All measures were performed at baseline (prior to randomization), after 28 days of BR, and after 14 days of active recovery.
Blood samples were taken in the morning after a 12 hour fast. Clinical lab specifications were followed to process the samples accordingly to biomarker being measured. Insulin-like growth factor-1 (IGF-1) was measured by a solid-phase, enzyme-labeled chemiluminescent immunometric assay (Immulite 1000, Diagnostic Products Corporation (DPC) Los Angeles, CA). Adiponectin was measured using a commercially available enzyme immunoassay kit (R&D Systems, Minneapolis, MN). Blood lipids were obtained from EDTA plasma used for the lipoprotein profile, with an enzymatic endpoint reaction on the Olympus AU400e with Olympus Cholesterol (OSR6116), High-Density Lipoprotein Cholesterol (HDL-C) (OSR6156), and Triglyceride (OSR6033) Reagents (Olympus America Inc., Melville, NY). Plasma tumor necrosis factor (TNFα), interleukin (IL)-1ß and IL-6 levels were measured by non-cross-reacting enzyme-linked immunoassays (ELISA) employing specific monoclonal and polyclonal antibodies for the analysis of specific cytokine antigens (Quantikine ELISA, R&D Systems, Minneapolis, MN). A high-sensitivity ELISA, employing an amplifier to increase sensitivity of the assay, was used for the plasma IL-6 determinations. Serum cortisol concentrations were measured immunometrically (Diagnostic Products Corporation, Los Angeles) with a detection limit of 0.1 µg/dL. Serum C-Reactive Protein (CRP) levels were measured by means of an immunoturbidimetric method in a Cobas Fara II automated centrifugal analyzer (Rankin Biomedical Corp, Clarkson, MI) using a commercially available kit (CRP SPQ Test System; DiaSorin Inc, Stillwater, MN). All laboratory measures had coefficients of variations between 0.5 and 8%.
Mid-thigh muscle and fat areas were determined by image analysis of computerized tomography (CT) scan of the nondominant leg using a third generation Siemens DR3 Scanner (Erlanger, Germany). For all scans a 10-mm CT slice was taken at the precise level of the midpoint of the femur using 100 kV, 110 mA, and 1-s exposure using a standard algorithm (24). The same display field of view (DFOV) was used to take the CT images during consecutive visits, and it was also used for scaling the images during analysis. The images were analyzed by a single blinded observer according to optical densities for quantification of cross-sectional areas of fat and muscle compartments by selecting pixels within a given Hounsfield units (HU) range to the nearest 0.1 cm2 using the Slice-O-Matic Software (Tomovision, Montreal, Canada). Skeletal muscle attenuation (or muscle density) was determined by measuring the mean value of all pixels within the range of 0 to 100 HU, while adipose tissue areas were in the range of -150 to -50 HU (29).
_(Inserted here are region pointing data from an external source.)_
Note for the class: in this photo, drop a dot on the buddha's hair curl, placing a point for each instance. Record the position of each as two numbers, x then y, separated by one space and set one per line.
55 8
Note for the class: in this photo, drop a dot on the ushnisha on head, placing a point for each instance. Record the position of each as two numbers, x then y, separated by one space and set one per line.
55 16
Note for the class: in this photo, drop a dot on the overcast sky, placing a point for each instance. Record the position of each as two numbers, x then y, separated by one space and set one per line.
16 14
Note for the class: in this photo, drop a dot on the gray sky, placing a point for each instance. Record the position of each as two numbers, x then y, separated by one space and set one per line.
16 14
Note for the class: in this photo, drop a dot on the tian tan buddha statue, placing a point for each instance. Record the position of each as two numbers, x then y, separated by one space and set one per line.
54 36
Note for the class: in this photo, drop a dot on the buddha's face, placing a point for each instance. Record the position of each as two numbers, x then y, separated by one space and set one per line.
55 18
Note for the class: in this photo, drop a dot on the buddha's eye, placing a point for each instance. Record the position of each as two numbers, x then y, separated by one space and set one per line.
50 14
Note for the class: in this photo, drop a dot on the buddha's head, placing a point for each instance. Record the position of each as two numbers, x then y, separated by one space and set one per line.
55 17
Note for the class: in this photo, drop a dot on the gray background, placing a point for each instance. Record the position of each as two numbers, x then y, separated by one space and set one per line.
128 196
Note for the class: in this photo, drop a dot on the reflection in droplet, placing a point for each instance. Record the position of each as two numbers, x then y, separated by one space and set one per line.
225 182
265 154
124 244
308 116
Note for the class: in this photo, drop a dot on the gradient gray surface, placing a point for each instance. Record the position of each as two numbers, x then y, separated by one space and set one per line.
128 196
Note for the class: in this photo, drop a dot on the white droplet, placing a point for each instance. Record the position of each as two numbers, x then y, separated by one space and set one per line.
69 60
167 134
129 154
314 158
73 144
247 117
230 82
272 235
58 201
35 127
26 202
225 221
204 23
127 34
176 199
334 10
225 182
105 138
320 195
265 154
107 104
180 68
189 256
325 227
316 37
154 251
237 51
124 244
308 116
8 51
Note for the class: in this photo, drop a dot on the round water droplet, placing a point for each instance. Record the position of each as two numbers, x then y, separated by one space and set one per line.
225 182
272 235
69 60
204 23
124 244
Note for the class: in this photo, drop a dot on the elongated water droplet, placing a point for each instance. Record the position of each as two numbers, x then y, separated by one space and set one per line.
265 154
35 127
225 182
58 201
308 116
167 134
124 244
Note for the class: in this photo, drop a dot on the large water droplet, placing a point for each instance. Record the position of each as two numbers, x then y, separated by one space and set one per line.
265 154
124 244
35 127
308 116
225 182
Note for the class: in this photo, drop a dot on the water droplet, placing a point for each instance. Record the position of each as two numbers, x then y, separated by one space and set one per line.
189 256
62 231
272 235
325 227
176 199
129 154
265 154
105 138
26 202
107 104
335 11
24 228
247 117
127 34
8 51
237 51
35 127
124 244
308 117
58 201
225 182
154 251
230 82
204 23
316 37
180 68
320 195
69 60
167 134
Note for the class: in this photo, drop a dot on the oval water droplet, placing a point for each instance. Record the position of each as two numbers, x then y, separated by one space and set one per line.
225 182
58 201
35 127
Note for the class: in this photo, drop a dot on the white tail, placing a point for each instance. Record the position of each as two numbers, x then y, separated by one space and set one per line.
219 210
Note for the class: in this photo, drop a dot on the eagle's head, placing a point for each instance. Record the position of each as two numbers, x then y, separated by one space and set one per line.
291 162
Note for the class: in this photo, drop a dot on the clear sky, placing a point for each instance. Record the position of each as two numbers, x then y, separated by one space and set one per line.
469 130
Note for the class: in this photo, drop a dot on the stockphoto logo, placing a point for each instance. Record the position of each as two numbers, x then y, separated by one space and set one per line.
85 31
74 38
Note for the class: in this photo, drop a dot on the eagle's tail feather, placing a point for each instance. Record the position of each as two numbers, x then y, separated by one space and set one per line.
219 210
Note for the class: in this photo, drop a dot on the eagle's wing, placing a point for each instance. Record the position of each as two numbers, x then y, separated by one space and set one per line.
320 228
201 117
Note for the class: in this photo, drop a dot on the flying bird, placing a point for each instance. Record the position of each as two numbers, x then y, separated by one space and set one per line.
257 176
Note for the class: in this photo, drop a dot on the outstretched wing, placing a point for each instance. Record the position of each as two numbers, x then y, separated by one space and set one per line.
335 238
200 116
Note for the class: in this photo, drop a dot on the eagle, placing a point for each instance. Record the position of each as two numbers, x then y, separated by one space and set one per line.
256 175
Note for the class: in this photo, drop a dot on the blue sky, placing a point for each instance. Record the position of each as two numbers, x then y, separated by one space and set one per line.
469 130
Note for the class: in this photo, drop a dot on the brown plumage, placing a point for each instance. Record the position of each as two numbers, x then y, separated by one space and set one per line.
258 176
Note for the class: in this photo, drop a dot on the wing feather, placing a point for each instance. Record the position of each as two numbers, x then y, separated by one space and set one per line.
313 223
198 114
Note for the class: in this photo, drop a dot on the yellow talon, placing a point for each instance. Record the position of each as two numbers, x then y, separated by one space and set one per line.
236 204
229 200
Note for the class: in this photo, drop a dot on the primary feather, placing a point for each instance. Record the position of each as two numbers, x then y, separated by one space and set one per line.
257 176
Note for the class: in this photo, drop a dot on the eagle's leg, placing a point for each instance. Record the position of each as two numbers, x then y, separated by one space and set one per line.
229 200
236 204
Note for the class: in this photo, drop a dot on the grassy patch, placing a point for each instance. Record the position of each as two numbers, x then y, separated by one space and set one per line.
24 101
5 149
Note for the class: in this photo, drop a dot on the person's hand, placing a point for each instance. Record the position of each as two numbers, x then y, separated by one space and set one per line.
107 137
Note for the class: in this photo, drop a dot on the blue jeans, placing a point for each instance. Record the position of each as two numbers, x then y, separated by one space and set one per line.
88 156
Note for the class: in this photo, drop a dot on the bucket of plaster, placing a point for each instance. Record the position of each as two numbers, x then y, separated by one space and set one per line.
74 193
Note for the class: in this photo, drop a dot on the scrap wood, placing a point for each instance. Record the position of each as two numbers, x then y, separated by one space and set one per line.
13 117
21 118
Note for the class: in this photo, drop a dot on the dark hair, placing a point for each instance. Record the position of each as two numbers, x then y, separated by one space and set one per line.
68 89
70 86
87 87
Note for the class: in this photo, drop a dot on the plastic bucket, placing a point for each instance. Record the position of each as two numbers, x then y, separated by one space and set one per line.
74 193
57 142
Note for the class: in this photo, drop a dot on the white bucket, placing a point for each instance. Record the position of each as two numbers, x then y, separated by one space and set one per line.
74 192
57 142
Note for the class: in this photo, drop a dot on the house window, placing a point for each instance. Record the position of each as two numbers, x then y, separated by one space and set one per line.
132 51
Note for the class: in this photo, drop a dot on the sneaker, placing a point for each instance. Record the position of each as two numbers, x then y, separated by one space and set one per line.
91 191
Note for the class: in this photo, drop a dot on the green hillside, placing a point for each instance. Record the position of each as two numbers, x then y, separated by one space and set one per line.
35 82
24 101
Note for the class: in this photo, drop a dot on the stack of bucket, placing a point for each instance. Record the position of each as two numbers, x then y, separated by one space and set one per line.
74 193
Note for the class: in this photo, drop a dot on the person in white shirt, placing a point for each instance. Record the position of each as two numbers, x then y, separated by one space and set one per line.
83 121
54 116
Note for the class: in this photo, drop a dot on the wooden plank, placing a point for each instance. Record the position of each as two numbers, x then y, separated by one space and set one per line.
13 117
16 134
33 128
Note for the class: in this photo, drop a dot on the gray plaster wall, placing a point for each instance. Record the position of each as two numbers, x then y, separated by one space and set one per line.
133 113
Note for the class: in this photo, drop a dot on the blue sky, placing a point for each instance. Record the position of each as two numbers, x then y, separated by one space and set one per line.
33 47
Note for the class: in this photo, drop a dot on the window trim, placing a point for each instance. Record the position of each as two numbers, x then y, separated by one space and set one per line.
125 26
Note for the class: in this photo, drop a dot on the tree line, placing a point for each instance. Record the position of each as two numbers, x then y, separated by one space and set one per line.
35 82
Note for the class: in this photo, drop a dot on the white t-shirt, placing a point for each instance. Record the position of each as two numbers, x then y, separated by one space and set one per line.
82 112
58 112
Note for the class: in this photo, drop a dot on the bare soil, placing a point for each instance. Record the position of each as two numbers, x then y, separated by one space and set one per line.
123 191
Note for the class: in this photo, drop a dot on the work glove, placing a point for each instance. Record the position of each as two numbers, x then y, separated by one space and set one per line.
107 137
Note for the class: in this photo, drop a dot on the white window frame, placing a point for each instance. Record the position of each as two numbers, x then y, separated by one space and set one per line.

Normal density muscle was differentiated from low density muscle by cell lipid content. Normal density muscle has a higher density with a HU range of 35-100 while low density muscle ranged between 0 and 34 HU. Subfacial Fat was traced to define the compartment of fat between muscle and the fascia. Intermuscular adipose tissue was defined as adipose tissue lying between and among muscle groups. These methods have been previously described (30).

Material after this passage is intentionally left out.